Analysing functional genomics data using novel ensemble, consensus and data fusion techniques
Motivation: A rapid technological development in the biosciences and in computer science in the last decade has enabled the analysis of high-dimensional biological datasets on standard desktop computers. However, in spite of these technical advances, common properties of the new high-throughput experimental data, like small sample sizes in relation to the number of features, high noise levels and outliers, also pose novel challenges. Ensemble and consensus machine learning techniques and data integration methods can alleviate these issues, but often provide overly complex models which lack generalization capability and interpretability. The goal of this thesis was therefore to develop new approaches to combine algorithms and large-scale biological datasets, including novel approaches to integrate analysis types from different domains (e.g. statistics, topological network analysis, machine learning and text mining), to exploit their synergies in a manner that provides compact and interpretable models for inferring new biological knowledge.
Main results: The main contributions of the doctoral project are new ensemble, consensus and cross-domain bioinformatics algorithms, and new analysis pipelines combining these techniques within a general framework. This framework is designed to enable the integrative analysis of both large- scale gene and protein expression data (including the tools ArrayMining, Top-scoring pathway pairs and RNAnalyze) and general gene and protein sets (including the tools TopoGSA , EnrichNet and PathExpand), by combining algorithms for different statistical learning tasks (feature selection, classification and clustering) in a modular fashion. Ensemble and consensus analysis techniques employed within the modules are redesigned such that the compactness and interpretability of the resulting models is optimized in addition to the predictive accuracy and robustness.

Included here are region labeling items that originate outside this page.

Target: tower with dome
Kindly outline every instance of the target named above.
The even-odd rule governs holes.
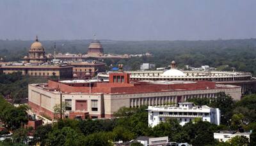
[[[35,41],[31,44],[28,56],[25,56],[24,59],[29,63],[44,63],[47,61],[44,48],[39,42],[37,36]]]
[[[103,47],[98,40],[95,39],[89,45],[87,55],[92,57],[103,55]]]

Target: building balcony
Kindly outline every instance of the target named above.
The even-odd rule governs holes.
[[[203,115],[169,115],[169,114],[159,114],[159,117],[203,117]],[[204,116],[208,117],[208,116]]]

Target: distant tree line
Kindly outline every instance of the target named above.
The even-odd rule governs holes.
[[[19,103],[22,99],[28,98],[28,84],[46,82],[45,78],[22,76],[21,72],[8,75],[0,73],[0,95]]]
[[[58,53],[86,54],[91,40],[56,41]],[[0,40],[0,57],[19,61],[28,54],[32,41]],[[54,41],[42,41],[47,53],[53,53]],[[209,65],[220,70],[252,72],[256,75],[256,39],[211,41],[110,41],[102,40],[104,52],[113,54],[153,54],[153,57],[104,59],[108,65],[124,64],[125,69],[138,69],[143,62],[156,67],[170,65],[175,60],[178,67]]]

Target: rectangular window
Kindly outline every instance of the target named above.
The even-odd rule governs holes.
[[[92,111],[98,111],[98,100],[92,100]]]
[[[124,76],[121,76],[121,82],[124,82]]]
[[[114,75],[114,76],[113,77],[113,82],[116,82],[116,76]]]
[[[65,103],[66,103],[66,110],[72,110],[72,100],[65,99]]]
[[[121,82],[121,77],[120,77],[120,76],[117,77],[117,82],[118,82],[118,83]]]

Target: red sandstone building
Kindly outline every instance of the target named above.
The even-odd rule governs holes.
[[[29,104],[39,114],[54,117],[53,107],[65,102],[66,117],[109,118],[122,106],[161,105],[193,98],[216,97],[225,92],[234,99],[241,98],[241,87],[207,81],[130,81],[129,74],[109,75],[109,82],[49,80],[29,85]]]

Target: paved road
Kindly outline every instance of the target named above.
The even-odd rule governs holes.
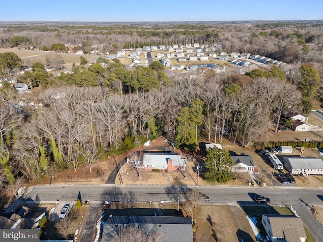
[[[82,200],[90,200],[92,203],[100,203],[104,200],[143,202],[152,200],[171,200],[176,202],[178,196],[180,201],[185,201],[186,193],[192,187],[172,186],[40,186],[33,188],[26,195],[34,201],[49,202],[52,198],[64,201],[76,201],[79,192]],[[303,221],[311,233],[316,237],[319,233],[317,241],[323,241],[323,227],[316,221],[310,213],[310,207],[313,203],[323,205],[323,190],[321,189],[299,189],[281,187],[268,189],[260,188],[200,187],[202,193],[209,196],[208,203],[212,204],[254,205],[255,194],[260,194],[270,198],[271,205],[292,205],[301,216]]]

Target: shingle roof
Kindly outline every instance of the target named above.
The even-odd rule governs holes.
[[[273,237],[286,237],[288,242],[299,242],[306,235],[301,218],[293,215],[263,214],[269,218]]]
[[[121,226],[120,226],[121,225]],[[193,242],[191,218],[174,216],[111,216],[103,225],[102,242],[109,241],[119,228],[135,226],[145,232],[151,231],[162,234],[165,242]]]

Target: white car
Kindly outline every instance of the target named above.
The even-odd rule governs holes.
[[[69,212],[69,210],[70,210],[70,204],[69,204],[68,203],[67,204],[65,204],[64,205],[64,207],[63,208],[63,209],[62,209],[62,211],[60,214],[59,218],[65,218],[65,217],[66,217],[66,215],[67,214],[67,213]]]

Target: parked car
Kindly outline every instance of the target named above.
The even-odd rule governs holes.
[[[296,181],[295,180],[295,179],[294,178],[294,177],[293,176],[293,175],[292,175],[292,174],[291,174],[290,173],[287,173],[286,175],[289,183],[296,183]]]
[[[210,201],[210,198],[208,196],[205,194],[202,194],[202,196],[198,199],[200,201],[205,201],[205,202],[208,202]]]
[[[254,197],[254,201],[258,203],[265,203],[268,204],[271,203],[271,200],[268,198],[265,198],[261,195],[257,195]]]
[[[67,213],[69,212],[69,210],[70,210],[70,204],[66,204],[64,205],[62,209],[62,211],[60,214],[59,218],[64,218],[66,217]]]
[[[269,150],[260,150],[258,154],[259,154],[260,155],[268,155],[269,154]]]
[[[284,184],[287,184],[288,183],[288,179],[286,177],[286,175],[284,173],[280,173],[278,174],[278,179],[280,180],[281,183]]]

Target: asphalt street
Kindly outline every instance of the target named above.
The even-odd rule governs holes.
[[[127,201],[145,202],[146,201],[159,202],[160,200],[177,202],[186,201],[186,194],[193,187],[175,186],[38,186],[33,188],[25,195],[36,202],[50,203],[59,199],[65,201],[76,201],[79,192],[82,200],[89,200],[92,203],[102,201]],[[200,192],[209,197],[209,202],[214,205],[254,205],[253,198],[256,194],[270,198],[271,206],[291,205],[300,215],[305,226],[317,241],[323,241],[323,227],[310,212],[310,207],[315,203],[323,205],[323,190],[321,189],[300,189],[283,187],[282,188],[261,188],[229,187],[199,187]],[[320,233],[320,230],[322,233]]]

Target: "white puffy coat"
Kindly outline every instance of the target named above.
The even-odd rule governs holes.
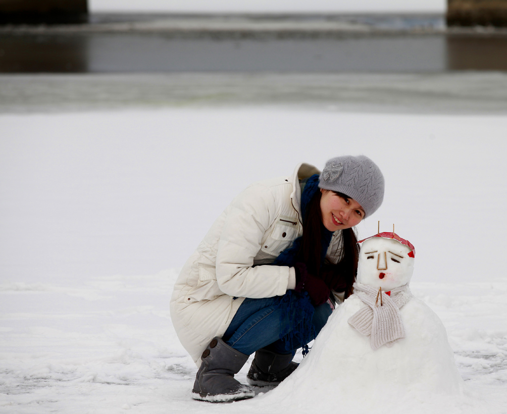
[[[216,219],[184,265],[171,299],[171,317],[198,366],[210,340],[224,334],[245,297],[287,291],[290,268],[267,264],[302,234],[299,180],[320,172],[300,164],[290,177],[248,187]],[[341,240],[341,231],[335,232],[327,257],[332,263],[340,258]]]

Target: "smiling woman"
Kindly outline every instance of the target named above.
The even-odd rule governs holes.
[[[382,203],[384,178],[364,156],[308,164],[252,184],[213,224],[174,286],[171,316],[200,366],[192,396],[251,398],[234,375],[276,385],[298,366],[296,350],[314,339],[337,302],[350,295],[357,267],[353,229]]]

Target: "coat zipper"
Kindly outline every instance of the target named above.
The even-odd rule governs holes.
[[[295,207],[294,206],[294,201],[293,200],[293,199],[292,199],[292,197],[291,197],[291,204],[292,204],[292,208],[294,209],[294,211],[295,211],[295,212],[296,212],[296,213],[297,214],[297,215],[298,215],[298,220],[299,220],[299,222],[301,223],[301,225],[302,226],[302,225],[303,225],[303,223],[301,223],[301,218],[300,218],[300,217],[299,217],[299,212],[298,212],[298,209],[296,209],[296,208],[295,208]],[[298,223],[296,223],[296,224],[297,224]]]
[[[280,219],[280,221],[284,221],[285,223],[290,223],[291,224],[293,224],[294,226],[295,226],[296,224],[298,224],[298,222],[297,221],[289,221],[289,220],[284,220],[282,219]]]

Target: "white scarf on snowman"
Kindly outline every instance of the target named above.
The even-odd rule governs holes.
[[[374,351],[384,344],[391,347],[398,339],[405,337],[400,308],[412,297],[408,285],[392,289],[390,296],[382,292],[381,306],[378,289],[356,282],[354,294],[368,306],[354,314],[347,322],[360,333],[370,336]]]

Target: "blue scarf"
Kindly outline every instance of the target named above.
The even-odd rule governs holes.
[[[303,222],[306,218],[307,208],[315,196],[318,188],[318,174],[314,174],[307,179],[301,194],[301,213]],[[320,233],[322,254],[321,264],[324,262],[333,232],[330,231],[322,224]],[[298,253],[302,241],[302,236],[294,240],[292,246],[282,252],[271,263],[275,266],[294,267],[298,261]],[[280,304],[280,339],[285,343],[285,349],[292,352],[302,347],[303,355],[308,352],[308,343],[315,337],[315,331],[312,320],[315,310],[306,292],[298,293],[288,290],[283,295]]]

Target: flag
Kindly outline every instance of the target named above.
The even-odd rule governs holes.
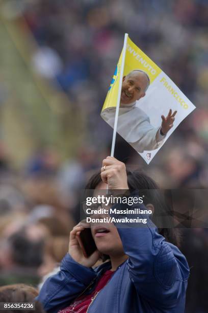
[[[122,63],[124,49],[125,56]],[[146,81],[148,87],[146,91],[144,89],[144,96],[132,103],[120,104],[115,131],[149,164],[195,107],[170,78],[127,37],[101,113],[102,118],[113,128],[121,92],[122,95],[125,92],[125,95],[131,99],[132,95],[136,95],[135,92],[142,88],[142,79]],[[130,83],[133,86],[129,87]]]

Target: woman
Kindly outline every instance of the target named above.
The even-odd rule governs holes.
[[[114,158],[103,161],[101,172],[100,179],[93,177],[88,188],[96,185],[96,189],[105,190],[107,184],[109,190],[157,188],[146,175],[138,179],[128,172],[127,176],[125,165]],[[150,201],[146,208],[157,211],[157,196]],[[146,209],[143,204],[131,209],[134,207]],[[164,229],[159,233],[148,217],[142,227],[132,226],[92,225],[97,250],[89,257],[85,257],[77,240],[86,226],[75,226],[61,271],[46,280],[38,297],[45,309],[60,313],[183,313],[189,269],[178,249],[167,242],[173,239],[175,242],[175,234]],[[92,269],[101,254],[109,256],[110,261]]]

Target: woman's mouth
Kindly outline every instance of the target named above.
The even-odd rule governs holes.
[[[108,233],[110,233],[110,231],[106,228],[97,229],[95,231],[95,237],[103,237],[106,236]]]

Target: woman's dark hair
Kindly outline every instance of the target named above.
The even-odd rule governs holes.
[[[126,174],[129,190],[138,190],[141,195],[144,195],[144,204],[151,204],[154,206],[154,211],[151,220],[158,227],[159,233],[165,238],[166,241],[178,247],[180,244],[179,230],[173,227],[170,209],[159,186],[142,171],[131,171],[127,169]],[[101,182],[100,172],[96,173],[89,180],[85,189],[95,189]],[[163,225],[168,226],[168,228],[159,227]]]

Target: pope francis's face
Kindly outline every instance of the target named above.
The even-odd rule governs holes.
[[[129,104],[145,95],[148,84],[147,78],[141,72],[135,72],[123,77],[120,103]]]

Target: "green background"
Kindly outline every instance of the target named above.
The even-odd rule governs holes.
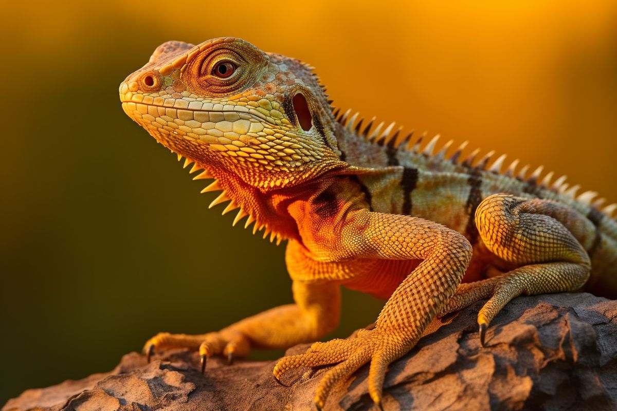
[[[167,40],[243,38],[317,67],[340,107],[617,201],[614,2],[284,2],[3,5],[0,403],[291,300],[284,247],[207,210],[215,195],[121,109]],[[334,335],[382,305],[346,292]]]

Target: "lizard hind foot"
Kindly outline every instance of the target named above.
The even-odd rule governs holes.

The framework was applied to real-word biomedical problems, with a focus on cancer biology, providing the following main results:
(1) The identification of a novel tumour marker gene in collaboration with the Nottingham Queens Medical Centre, facilitating the distinction between two clinically important breast cancer subtypes (framework tool: ArrayMining)
(2) The prediction of novel candidate disease genes for Alzheimer’s disease and pancreatic cancer using an integrative analysis of cellular pathway definitions and protein interaction data (framework tool: PathExpand, collaboration with the Spanish National Cancer Centre)

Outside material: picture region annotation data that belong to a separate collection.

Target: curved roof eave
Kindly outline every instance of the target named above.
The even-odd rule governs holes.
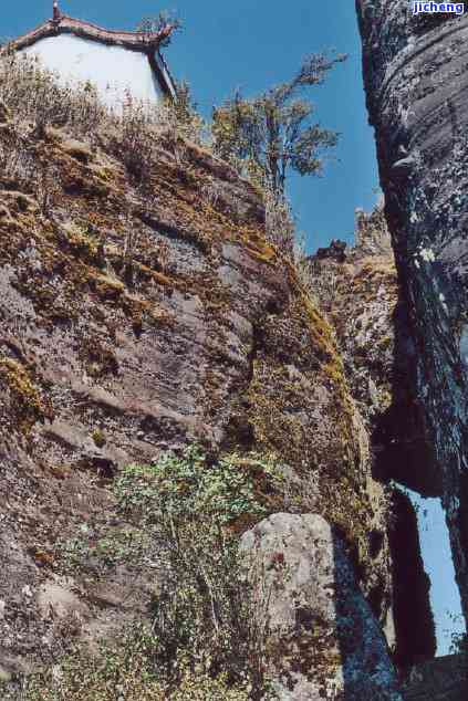
[[[152,34],[107,30],[91,22],[84,22],[61,14],[60,19],[43,22],[30,32],[9,42],[8,49],[10,51],[21,51],[22,49],[32,46],[41,39],[58,36],[60,34],[74,34],[75,36],[96,41],[108,46],[123,46],[131,51],[139,51],[148,56],[152,69],[156,73],[158,82],[166,95],[175,97],[176,88],[174,80],[166,61],[159,53],[162,42],[170,35],[171,31],[173,28],[170,25]],[[163,67],[158,65],[155,54],[162,61]]]

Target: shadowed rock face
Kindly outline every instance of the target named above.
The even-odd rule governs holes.
[[[364,79],[422,407],[468,615],[468,17],[357,0]]]
[[[3,118],[0,146],[17,129]],[[183,161],[160,147],[143,196],[113,138],[34,142],[54,167],[48,212],[0,172],[0,672],[54,655],[71,615],[89,638],[145,616],[154,571],[98,561],[110,529],[126,529],[110,486],[194,441],[291,465],[385,619],[367,433],[331,327],[266,241],[260,199],[189,145]],[[76,541],[86,562],[70,574]]]
[[[413,667],[403,689],[406,701],[465,701],[467,684],[467,658],[449,655]]]

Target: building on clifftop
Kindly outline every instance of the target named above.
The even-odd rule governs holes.
[[[37,56],[63,83],[91,82],[108,107],[123,104],[128,92],[135,100],[157,104],[175,96],[175,85],[160,46],[174,24],[157,32],[102,29],[62,14],[53,3],[52,18],[19,36],[9,50]]]

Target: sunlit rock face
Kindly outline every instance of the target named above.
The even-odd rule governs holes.
[[[62,83],[90,81],[108,107],[118,108],[128,92],[150,104],[163,98],[148,56],[139,51],[61,34],[41,39],[20,54],[37,56]]]
[[[356,1],[381,182],[423,409],[468,614],[468,17]]]

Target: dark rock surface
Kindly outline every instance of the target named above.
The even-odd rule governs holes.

(3) The prioritization of associations between disease-related processes and other cellular pathways using a new rule-based classification method integrating gene expression data and pathway definitions (framework tool: Top-scoring pathway pairs)
(4) The discovery of topological similarities between differentially expressed genes in cancers and cellular pathway definitions mapped to a molecular interaction network (framework tool: TopoGSA, collaboration with the Spanish National Cancer Centre)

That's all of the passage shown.